Getting to ski down a 2860 metre slope at speed when competing in a slalom race is as close as it gets to the ultimate adrenaline rush.
A mere lapse of concentration could lead to one breaking any bone in one's body, but it also can be addicting. According to the 20-year-old Tuks industrial engineering and systems student, Elizabeth Olivier, no race ever plays out the same. That is why, after more than ten years of slalom skiing, she still gets a real sense of achievement every time she finishes a competition unscathed.
The past weekend at the Tiffindell Ski-resort Olivier achieved a unique double when she won the South African senior and junior women's slalom ski-titles for a second consecutive year.
The Tuks student impressed with the way she mastered the art of skiing. She managed to ski down the resort's steepest slope on four occasions. It is a feat quite a few of the male skiers who competed during the international competition battled to do.
A slalom course consists of a series of alternating pairs of blue and red gates. The number of gates used for a women's race is between 40 to 60. They are set in different types of configurations to make the run more challenging. For the men's course, the vertical drop is between 180-220m. It is slightly lower for the women's course. If you overshoot any one gate, you are disqualified. The skier with fastest combined time on the two runs wins.

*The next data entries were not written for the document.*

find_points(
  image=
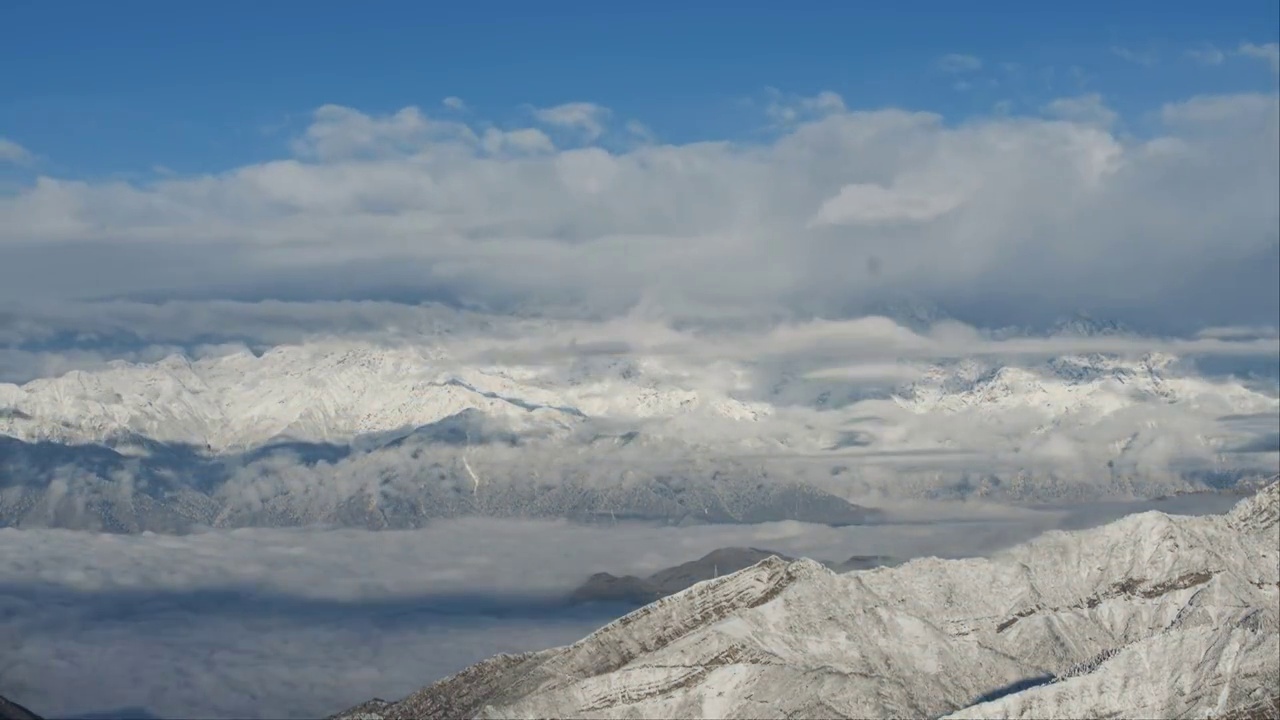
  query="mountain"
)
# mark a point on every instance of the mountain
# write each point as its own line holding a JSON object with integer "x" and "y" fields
{"x": 394, "y": 436}
{"x": 1150, "y": 616}
{"x": 603, "y": 587}
{"x": 10, "y": 710}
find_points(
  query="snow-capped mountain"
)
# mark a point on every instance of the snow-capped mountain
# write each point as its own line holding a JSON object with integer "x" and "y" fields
{"x": 389, "y": 436}
{"x": 1150, "y": 616}
{"x": 337, "y": 392}
{"x": 324, "y": 392}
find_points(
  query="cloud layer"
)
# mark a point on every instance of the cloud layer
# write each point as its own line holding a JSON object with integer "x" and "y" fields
{"x": 301, "y": 624}
{"x": 1002, "y": 218}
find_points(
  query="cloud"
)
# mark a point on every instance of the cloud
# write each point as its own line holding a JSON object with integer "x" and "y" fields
{"x": 1144, "y": 58}
{"x": 13, "y": 153}
{"x": 789, "y": 109}
{"x": 958, "y": 63}
{"x": 586, "y": 117}
{"x": 245, "y": 623}
{"x": 1270, "y": 53}
{"x": 1088, "y": 109}
{"x": 1001, "y": 219}
{"x": 1207, "y": 55}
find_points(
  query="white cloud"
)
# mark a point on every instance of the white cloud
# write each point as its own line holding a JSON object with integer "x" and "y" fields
{"x": 1144, "y": 58}
{"x": 873, "y": 204}
{"x": 526, "y": 140}
{"x": 1002, "y": 215}
{"x": 959, "y": 63}
{"x": 13, "y": 153}
{"x": 245, "y": 623}
{"x": 1207, "y": 55}
{"x": 1088, "y": 109}
{"x": 586, "y": 117}
{"x": 789, "y": 109}
{"x": 1270, "y": 53}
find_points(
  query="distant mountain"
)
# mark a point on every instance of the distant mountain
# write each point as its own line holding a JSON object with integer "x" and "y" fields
{"x": 10, "y": 710}
{"x": 1150, "y": 616}
{"x": 393, "y": 437}
{"x": 603, "y": 587}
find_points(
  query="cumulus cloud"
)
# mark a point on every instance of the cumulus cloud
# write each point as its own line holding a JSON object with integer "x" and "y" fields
{"x": 1207, "y": 55}
{"x": 246, "y": 623}
{"x": 959, "y": 63}
{"x": 13, "y": 153}
{"x": 585, "y": 117}
{"x": 1088, "y": 109}
{"x": 1267, "y": 53}
{"x": 1004, "y": 219}
{"x": 1144, "y": 58}
{"x": 787, "y": 109}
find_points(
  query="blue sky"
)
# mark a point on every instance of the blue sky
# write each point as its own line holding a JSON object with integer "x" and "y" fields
{"x": 96, "y": 89}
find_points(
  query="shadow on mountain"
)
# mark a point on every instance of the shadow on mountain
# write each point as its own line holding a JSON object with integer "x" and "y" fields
{"x": 387, "y": 481}
{"x": 387, "y": 613}
{"x": 119, "y": 714}
{"x": 1015, "y": 687}
{"x": 632, "y": 591}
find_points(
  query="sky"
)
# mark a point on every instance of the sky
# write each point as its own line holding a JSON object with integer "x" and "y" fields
{"x": 1011, "y": 162}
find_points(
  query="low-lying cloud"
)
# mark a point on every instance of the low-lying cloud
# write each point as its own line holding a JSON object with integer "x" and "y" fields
{"x": 305, "y": 623}
{"x": 1008, "y": 219}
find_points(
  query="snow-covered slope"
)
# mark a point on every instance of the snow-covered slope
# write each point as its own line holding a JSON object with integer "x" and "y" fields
{"x": 1150, "y": 616}
{"x": 339, "y": 391}
{"x": 388, "y": 436}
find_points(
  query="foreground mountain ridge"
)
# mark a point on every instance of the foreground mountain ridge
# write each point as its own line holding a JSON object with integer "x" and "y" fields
{"x": 1152, "y": 615}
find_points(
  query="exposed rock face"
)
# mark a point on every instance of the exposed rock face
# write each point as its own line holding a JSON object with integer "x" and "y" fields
{"x": 10, "y": 710}
{"x": 1151, "y": 616}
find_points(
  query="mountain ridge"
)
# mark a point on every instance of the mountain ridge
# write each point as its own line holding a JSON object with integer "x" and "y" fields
{"x": 1082, "y": 615}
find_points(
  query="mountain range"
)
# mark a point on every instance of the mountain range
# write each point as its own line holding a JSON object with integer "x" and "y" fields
{"x": 1148, "y": 616}
{"x": 394, "y": 436}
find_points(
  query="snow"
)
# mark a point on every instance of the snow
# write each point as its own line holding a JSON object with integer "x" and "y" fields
{"x": 330, "y": 391}
{"x": 1152, "y": 615}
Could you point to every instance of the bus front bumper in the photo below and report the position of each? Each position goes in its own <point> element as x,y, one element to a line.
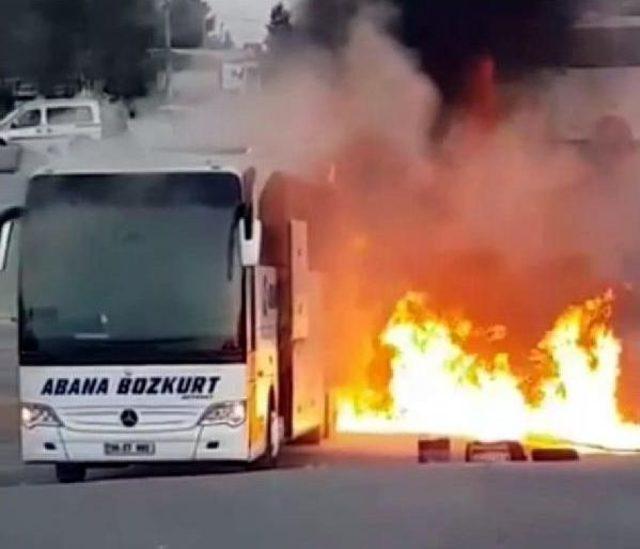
<point>201,443</point>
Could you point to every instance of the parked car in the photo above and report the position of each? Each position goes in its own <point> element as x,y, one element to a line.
<point>53,125</point>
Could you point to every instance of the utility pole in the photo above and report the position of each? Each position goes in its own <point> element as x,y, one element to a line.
<point>166,8</point>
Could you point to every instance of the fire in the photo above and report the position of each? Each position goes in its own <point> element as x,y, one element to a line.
<point>440,386</point>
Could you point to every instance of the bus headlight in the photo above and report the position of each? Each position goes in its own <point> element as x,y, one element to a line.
<point>39,415</point>
<point>232,413</point>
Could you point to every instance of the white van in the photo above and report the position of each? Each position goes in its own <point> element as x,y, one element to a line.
<point>51,125</point>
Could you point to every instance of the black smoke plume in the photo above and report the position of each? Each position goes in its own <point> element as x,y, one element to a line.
<point>449,36</point>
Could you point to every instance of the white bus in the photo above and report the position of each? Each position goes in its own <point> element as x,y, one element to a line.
<point>150,330</point>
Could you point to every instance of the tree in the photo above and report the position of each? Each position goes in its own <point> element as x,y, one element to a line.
<point>97,41</point>
<point>280,29</point>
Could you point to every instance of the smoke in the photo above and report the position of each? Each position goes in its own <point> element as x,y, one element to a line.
<point>449,38</point>
<point>497,219</point>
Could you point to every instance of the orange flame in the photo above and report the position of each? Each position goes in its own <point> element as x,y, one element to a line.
<point>439,387</point>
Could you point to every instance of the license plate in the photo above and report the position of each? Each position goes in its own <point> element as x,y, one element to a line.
<point>129,448</point>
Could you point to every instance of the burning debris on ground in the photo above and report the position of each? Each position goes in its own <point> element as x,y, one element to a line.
<point>498,221</point>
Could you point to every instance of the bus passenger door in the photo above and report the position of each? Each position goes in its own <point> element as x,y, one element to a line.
<point>265,363</point>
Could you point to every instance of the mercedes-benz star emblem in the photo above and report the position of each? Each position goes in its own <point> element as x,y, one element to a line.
<point>129,418</point>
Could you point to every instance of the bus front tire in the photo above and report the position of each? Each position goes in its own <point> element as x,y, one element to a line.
<point>67,473</point>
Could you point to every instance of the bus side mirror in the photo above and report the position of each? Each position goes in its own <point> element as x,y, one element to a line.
<point>250,244</point>
<point>7,222</point>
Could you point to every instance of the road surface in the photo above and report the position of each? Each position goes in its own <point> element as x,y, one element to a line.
<point>351,492</point>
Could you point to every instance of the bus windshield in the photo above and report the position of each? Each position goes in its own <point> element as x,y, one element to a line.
<point>131,268</point>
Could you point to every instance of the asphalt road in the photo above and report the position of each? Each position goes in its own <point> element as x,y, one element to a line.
<point>350,492</point>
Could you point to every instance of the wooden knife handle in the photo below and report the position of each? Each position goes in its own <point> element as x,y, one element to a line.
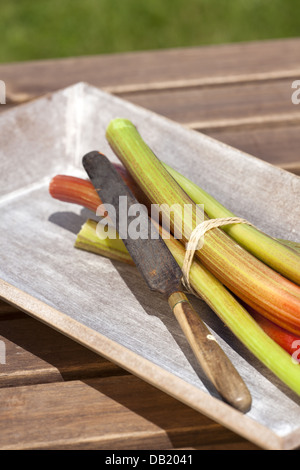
<point>213,360</point>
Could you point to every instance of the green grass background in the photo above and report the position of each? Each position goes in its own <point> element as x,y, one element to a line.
<point>41,29</point>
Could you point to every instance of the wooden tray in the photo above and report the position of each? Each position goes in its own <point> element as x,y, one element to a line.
<point>106,305</point>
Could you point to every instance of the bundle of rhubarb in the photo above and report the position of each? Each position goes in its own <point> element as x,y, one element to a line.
<point>249,279</point>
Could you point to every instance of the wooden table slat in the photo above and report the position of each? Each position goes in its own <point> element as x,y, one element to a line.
<point>55,393</point>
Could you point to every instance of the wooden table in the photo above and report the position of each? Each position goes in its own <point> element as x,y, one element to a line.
<point>55,394</point>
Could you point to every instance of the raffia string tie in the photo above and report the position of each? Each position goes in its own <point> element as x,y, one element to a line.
<point>196,237</point>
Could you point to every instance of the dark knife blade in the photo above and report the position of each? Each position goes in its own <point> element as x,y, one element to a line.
<point>161,272</point>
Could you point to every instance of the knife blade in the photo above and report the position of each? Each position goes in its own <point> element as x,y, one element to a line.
<point>162,274</point>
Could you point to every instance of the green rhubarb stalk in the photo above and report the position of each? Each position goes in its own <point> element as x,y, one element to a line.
<point>228,309</point>
<point>246,276</point>
<point>293,245</point>
<point>280,256</point>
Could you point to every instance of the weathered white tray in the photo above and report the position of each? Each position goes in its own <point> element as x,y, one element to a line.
<point>106,305</point>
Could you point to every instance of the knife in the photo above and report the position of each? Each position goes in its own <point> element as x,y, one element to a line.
<point>162,274</point>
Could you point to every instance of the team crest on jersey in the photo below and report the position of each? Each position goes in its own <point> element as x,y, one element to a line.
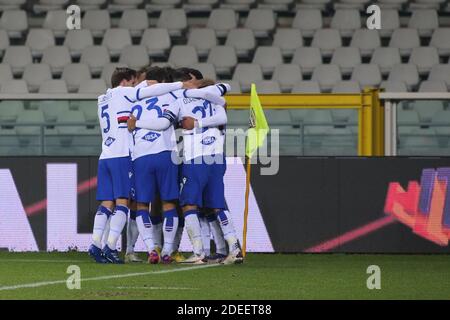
<point>208,140</point>
<point>151,136</point>
<point>109,141</point>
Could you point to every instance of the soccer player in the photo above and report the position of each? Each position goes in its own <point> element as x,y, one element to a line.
<point>114,167</point>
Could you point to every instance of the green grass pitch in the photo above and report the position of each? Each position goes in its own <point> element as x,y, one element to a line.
<point>262,276</point>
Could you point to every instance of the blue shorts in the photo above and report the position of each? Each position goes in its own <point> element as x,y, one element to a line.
<point>155,174</point>
<point>202,185</point>
<point>113,178</point>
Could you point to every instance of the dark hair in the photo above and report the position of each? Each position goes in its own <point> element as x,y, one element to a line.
<point>120,74</point>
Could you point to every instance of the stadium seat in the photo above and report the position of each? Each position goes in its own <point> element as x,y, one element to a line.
<point>243,40</point>
<point>386,58</point>
<point>77,40</point>
<point>246,74</point>
<point>38,40</point>
<point>307,86</point>
<point>36,73</point>
<point>307,58</point>
<point>327,75</point>
<point>308,21</point>
<point>441,40</point>
<point>14,22</point>
<point>287,40</point>
<point>367,75</point>
<point>261,21</point>
<point>98,21</point>
<point>203,39</point>
<point>327,40</point>
<point>157,41</point>
<point>346,58</point>
<point>74,74</point>
<point>135,21</point>
<point>287,76</point>
<point>53,86</point>
<point>268,58</point>
<point>223,58</point>
<point>405,40</point>
<point>56,21</point>
<point>56,57</point>
<point>174,20</point>
<point>346,21</point>
<point>96,57</point>
<point>17,57</point>
<point>181,56</point>
<point>366,40</point>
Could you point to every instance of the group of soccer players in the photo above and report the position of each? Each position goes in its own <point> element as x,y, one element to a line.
<point>157,183</point>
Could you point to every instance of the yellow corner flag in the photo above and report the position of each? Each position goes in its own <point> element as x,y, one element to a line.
<point>256,135</point>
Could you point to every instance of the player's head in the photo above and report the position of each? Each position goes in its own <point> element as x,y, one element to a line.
<point>124,77</point>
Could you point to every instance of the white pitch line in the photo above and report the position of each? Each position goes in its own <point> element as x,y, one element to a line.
<point>116,276</point>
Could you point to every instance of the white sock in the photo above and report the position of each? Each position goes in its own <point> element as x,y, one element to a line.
<point>194,230</point>
<point>145,228</point>
<point>170,229</point>
<point>100,222</point>
<point>132,232</point>
<point>116,225</point>
<point>206,235</point>
<point>219,240</point>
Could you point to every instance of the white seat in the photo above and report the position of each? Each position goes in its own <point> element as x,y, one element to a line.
<point>425,21</point>
<point>441,40</point>
<point>287,76</point>
<point>424,58</point>
<point>14,22</point>
<point>440,72</point>
<point>346,21</point>
<point>36,73</point>
<point>135,21</point>
<point>74,74</point>
<point>134,57</point>
<point>97,86</point>
<point>366,40</point>
<point>308,21</point>
<point>56,21</point>
<point>174,20</point>
<point>98,21</point>
<point>56,57</point>
<point>157,41</point>
<point>38,40</point>
<point>77,40</point>
<point>53,86</point>
<point>346,87</point>
<point>407,73</point>
<point>367,75</point>
<point>405,40</point>
<point>307,58</point>
<point>17,57</point>
<point>433,86</point>
<point>246,74</point>
<point>327,40</point>
<point>346,58</point>
<point>268,58</point>
<point>261,21</point>
<point>386,58</point>
<point>243,40</point>
<point>181,56</point>
<point>327,75</point>
<point>222,21</point>
<point>203,39</point>
<point>306,87</point>
<point>223,58</point>
<point>287,40</point>
<point>96,57</point>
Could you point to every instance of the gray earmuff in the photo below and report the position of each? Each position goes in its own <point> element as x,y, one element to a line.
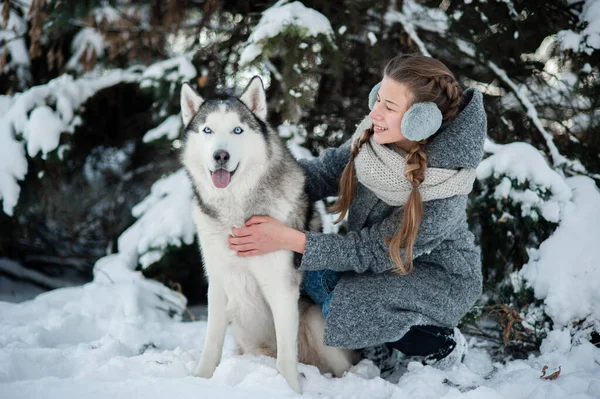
<point>421,120</point>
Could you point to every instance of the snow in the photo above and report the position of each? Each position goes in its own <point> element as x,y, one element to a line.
<point>114,337</point>
<point>42,131</point>
<point>588,39</point>
<point>277,18</point>
<point>507,160</point>
<point>562,270</point>
<point>415,15</point>
<point>36,118</point>
<point>109,338</point>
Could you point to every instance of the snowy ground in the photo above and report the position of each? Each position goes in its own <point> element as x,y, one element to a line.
<point>107,339</point>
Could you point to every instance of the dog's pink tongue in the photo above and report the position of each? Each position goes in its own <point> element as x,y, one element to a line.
<point>221,178</point>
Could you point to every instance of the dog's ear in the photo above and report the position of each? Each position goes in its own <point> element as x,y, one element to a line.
<point>255,99</point>
<point>190,102</point>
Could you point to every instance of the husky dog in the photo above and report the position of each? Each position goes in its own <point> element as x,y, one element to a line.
<point>239,167</point>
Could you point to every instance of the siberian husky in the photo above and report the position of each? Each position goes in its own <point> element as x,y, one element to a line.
<point>239,167</point>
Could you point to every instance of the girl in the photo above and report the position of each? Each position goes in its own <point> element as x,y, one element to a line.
<point>407,270</point>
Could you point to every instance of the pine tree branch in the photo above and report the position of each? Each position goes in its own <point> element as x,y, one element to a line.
<point>557,158</point>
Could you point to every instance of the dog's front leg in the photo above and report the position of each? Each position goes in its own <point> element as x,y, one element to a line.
<point>215,332</point>
<point>283,300</point>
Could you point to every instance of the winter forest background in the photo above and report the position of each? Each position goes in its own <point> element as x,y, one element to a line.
<point>91,187</point>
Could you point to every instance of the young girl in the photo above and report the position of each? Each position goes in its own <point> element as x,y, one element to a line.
<point>407,270</point>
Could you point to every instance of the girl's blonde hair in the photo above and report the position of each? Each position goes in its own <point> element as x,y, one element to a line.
<point>429,80</point>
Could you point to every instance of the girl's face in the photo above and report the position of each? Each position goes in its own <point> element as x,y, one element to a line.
<point>393,100</point>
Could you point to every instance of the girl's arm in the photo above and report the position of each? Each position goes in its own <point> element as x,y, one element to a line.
<point>366,250</point>
<point>358,251</point>
<point>323,173</point>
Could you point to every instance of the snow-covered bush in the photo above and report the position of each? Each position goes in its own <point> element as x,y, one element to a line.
<point>519,209</point>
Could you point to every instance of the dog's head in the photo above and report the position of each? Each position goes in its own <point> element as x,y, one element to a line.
<point>224,137</point>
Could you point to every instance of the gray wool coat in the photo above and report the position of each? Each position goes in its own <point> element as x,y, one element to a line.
<point>372,305</point>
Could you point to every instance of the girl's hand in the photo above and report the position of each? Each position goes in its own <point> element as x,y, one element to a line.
<point>264,234</point>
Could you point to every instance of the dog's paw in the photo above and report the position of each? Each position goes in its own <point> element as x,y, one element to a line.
<point>203,371</point>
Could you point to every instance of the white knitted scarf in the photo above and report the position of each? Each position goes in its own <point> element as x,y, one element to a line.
<point>381,169</point>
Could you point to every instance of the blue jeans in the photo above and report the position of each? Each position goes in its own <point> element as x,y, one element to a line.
<point>319,285</point>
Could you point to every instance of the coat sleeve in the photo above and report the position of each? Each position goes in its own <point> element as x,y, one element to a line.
<point>366,250</point>
<point>323,173</point>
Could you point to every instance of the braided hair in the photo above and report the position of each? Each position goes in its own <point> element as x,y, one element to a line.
<point>428,80</point>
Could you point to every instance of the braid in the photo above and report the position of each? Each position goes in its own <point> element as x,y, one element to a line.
<point>451,89</point>
<point>416,164</point>
<point>348,179</point>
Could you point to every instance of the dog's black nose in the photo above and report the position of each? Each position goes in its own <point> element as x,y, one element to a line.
<point>221,156</point>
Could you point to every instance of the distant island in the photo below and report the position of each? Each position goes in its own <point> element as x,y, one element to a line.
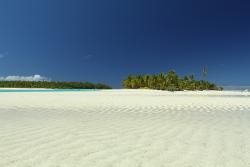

Olivier emphasised that utter focus is of cardinal importance when competing.
"You only get one opportunity to get a feel for the course. It is essential to make the most of it. I try and memorise as much as I can to be slightly prepared when I come down at speed into the corners. There is never any margin for error.
"The reality is that if you do make a mistake, there is a real chance that there could be dire consecquences. Up to now, I have been lucky. The worst that ever happened to me was when I took a tumble at speed. My chin had to be stitched up afterwards. A friend of mine, however, was not so lucky. She broke her shoulder bone. My brother once tore his knee ligaments."
It is not just the thrills and spills of slalom skiing that got Olivier hooked.
"I have been lucky to ski internationally. It brought about some of the most amazing memories. There were times when I was alone on my skis at places where few other people ever get to go. That is when you truly feel alive. You can't help but try and savour every moment because you don't know if you will experience something like it ever again."
Not skiing was never really an option for Olivier as she grew up in Barkley East. Her mother is quite involved with skiing development. So it stands to reason that she would take up the challenge.
Definite highlights for the Tuks student were representing South Africa in 2016 at the Youth Olympic Games and in 2017 at the World Championships.